I have just finished reading Pickwick Papers by (do I need to say this?) Charles Dickens. Reading dead authors usually means reading long books. Pickwick Papers is over 1,000 pages. I remember once when I borrowed a long 19th century novel, the librarian asked me how I find the time to read such a long book. I explained reading long books doesn’t mean I read more, it’s just that I change books less often. My reading Pickwick Papers took two months. It coincided with a period of intensive pre-tour rehearsing as well as the very time-consuming activity of memorising words.
The novel lends itself well to intermittent reading because it is essentially a series of light-hearted short stories which were a series Dickens wrote for a monthly periodical. The character I especially liked was Pickwick’s servant, Sam Weller. The contemporary readers also liked him so Dickens responded by giving Sam a greater role in later chapters. He was making it up as he went along. Sam Weller almost invented the ‘said the actress to the bishop’ joke but, being the 1830s, without the sexual innuendo – a much harder trick to pull off.
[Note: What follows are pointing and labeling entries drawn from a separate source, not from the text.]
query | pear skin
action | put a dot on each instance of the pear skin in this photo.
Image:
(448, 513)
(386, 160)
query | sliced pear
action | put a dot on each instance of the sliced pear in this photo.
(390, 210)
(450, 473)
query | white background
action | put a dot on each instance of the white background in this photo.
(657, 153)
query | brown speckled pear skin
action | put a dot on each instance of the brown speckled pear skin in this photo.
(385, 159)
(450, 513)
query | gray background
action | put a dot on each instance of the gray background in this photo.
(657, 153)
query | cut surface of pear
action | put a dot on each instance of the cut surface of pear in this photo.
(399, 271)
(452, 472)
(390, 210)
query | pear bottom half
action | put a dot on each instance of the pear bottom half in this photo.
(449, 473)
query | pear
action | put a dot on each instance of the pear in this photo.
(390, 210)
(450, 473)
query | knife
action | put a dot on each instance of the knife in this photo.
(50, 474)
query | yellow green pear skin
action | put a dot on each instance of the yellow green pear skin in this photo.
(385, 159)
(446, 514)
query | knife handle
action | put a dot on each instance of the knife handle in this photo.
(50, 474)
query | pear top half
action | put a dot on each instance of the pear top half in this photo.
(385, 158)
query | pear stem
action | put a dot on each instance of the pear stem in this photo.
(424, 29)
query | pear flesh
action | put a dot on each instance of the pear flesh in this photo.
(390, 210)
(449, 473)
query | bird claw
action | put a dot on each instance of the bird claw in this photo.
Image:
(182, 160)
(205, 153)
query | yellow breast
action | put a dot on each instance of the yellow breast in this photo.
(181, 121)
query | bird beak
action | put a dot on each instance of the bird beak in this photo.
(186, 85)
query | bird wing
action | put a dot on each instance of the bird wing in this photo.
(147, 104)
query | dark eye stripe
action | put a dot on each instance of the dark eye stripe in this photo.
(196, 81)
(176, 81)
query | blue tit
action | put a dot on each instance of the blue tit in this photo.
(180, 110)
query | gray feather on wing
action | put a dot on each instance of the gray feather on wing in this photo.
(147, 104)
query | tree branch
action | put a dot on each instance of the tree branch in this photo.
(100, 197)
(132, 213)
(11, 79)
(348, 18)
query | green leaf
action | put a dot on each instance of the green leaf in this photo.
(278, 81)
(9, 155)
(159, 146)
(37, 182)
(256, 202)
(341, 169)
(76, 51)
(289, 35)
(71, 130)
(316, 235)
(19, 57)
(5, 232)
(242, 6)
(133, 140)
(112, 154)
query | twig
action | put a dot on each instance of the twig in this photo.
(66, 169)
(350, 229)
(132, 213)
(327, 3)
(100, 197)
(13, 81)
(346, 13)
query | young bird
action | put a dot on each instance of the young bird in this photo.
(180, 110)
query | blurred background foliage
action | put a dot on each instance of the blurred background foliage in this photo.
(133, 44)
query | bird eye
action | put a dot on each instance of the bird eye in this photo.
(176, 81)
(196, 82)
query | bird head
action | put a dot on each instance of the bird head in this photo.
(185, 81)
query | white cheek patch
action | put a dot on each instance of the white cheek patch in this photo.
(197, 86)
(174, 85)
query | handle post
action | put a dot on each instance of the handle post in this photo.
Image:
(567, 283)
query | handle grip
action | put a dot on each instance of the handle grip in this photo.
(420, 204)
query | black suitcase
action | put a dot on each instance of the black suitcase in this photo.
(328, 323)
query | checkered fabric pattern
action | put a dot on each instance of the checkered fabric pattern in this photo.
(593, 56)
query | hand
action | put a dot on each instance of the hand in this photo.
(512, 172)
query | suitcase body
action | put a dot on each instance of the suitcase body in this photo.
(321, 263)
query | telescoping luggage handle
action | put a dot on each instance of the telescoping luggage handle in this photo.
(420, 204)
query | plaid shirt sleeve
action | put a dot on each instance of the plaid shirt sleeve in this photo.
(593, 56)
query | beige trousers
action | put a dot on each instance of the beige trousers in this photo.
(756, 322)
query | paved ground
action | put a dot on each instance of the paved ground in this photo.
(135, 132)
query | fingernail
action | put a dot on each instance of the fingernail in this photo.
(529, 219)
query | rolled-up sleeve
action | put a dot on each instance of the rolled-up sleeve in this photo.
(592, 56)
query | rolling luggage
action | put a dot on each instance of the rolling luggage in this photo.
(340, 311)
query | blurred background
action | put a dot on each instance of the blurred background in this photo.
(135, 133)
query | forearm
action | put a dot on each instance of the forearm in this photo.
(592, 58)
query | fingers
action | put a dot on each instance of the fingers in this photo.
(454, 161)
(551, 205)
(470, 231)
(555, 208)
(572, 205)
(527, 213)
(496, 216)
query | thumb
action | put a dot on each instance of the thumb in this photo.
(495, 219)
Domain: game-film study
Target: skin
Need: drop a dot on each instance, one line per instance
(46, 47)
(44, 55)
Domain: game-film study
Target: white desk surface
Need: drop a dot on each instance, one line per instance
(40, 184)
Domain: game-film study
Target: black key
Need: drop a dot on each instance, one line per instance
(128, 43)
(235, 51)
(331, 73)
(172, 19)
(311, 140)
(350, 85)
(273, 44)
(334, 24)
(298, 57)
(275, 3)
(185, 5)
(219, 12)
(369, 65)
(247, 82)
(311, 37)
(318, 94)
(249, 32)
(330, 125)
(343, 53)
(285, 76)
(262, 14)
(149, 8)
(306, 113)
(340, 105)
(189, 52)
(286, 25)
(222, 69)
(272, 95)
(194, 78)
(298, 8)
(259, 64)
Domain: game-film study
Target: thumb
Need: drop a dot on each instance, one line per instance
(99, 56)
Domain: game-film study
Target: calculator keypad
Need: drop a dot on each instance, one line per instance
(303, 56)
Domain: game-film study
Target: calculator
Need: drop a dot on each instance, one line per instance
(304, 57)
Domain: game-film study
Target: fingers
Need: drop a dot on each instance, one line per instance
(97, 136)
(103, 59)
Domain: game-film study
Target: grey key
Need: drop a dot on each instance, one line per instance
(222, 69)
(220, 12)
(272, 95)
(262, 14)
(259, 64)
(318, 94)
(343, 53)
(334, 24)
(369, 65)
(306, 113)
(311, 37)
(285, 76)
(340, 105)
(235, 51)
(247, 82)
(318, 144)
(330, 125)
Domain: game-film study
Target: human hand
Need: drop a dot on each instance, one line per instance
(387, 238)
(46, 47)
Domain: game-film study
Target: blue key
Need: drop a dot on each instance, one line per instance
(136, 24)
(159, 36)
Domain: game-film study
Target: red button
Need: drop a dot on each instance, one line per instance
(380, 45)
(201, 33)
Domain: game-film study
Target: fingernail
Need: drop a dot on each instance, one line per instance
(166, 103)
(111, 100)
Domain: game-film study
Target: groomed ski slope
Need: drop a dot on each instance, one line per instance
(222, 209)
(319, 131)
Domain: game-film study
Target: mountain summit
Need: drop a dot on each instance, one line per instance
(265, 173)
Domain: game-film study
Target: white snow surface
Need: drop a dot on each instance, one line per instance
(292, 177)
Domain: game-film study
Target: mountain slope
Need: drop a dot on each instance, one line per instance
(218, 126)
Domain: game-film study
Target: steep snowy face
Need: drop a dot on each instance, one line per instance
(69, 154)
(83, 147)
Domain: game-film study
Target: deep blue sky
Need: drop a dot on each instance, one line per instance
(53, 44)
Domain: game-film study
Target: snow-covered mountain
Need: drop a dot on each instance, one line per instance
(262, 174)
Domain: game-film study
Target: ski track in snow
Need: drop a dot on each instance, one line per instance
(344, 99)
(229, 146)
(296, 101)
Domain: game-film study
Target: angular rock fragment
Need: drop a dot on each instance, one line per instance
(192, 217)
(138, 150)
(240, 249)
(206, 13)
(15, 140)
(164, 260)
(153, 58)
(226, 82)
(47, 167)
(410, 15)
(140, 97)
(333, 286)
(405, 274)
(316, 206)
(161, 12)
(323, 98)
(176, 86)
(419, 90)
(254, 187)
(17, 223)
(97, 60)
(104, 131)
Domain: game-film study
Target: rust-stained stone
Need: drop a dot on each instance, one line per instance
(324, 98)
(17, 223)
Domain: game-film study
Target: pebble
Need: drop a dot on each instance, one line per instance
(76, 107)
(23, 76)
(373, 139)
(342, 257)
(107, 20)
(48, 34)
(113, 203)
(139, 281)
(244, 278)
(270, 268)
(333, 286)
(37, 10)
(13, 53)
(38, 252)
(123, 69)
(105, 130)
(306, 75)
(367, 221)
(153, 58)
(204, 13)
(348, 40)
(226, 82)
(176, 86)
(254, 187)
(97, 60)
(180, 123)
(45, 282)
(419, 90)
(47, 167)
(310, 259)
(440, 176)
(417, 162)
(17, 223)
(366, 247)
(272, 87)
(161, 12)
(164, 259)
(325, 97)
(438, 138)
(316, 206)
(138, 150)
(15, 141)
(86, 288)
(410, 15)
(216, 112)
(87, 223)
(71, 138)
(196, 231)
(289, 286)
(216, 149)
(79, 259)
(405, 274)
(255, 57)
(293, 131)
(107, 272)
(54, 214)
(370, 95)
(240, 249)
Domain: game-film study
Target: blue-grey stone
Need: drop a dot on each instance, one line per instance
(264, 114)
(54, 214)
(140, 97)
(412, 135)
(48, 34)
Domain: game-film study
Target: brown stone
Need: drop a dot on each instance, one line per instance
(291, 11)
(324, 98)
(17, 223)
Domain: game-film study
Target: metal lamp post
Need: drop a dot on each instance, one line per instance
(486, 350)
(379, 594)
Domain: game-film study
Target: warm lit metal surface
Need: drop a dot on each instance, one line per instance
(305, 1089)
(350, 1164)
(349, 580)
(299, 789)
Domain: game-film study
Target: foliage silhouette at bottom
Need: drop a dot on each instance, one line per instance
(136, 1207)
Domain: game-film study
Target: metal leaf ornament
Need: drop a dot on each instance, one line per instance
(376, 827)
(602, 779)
One of the reasons I chose the Pickwick Papers was GK Chesterton’s recommendation. GK rated it as his favourite novel. It’s easy to see how he was influenced by the light-hearted style. Chesterton was hardly a modernist so he was unlikely to be bothered by the usual complaints about Dickens such as sentimentality, fainting females and that he never produced the truly great novel which, as we all know, only foreigners can do.
Towards the end, as the Chico Chica rehearsing became more demanding of my time, the reading became more sporadic and to add to that, I suffered a bout of flu. I started to lose the flow and had to refer to online synopses to maintain interest. I prefer the later novels: Our Mutual Friend, Great Expectations and Bleak House so I was pleased to get to the end.
I have a fascination with coincidences particularly when they relate to numbers. Reader, if you find this kind of thing dull, stop reading now. Pickwick Papers has 57 chapters, I finished it in the same week as my 57th birthday and I was born in 1957. I was tempted to celebrate with a can of Heinz baked beans.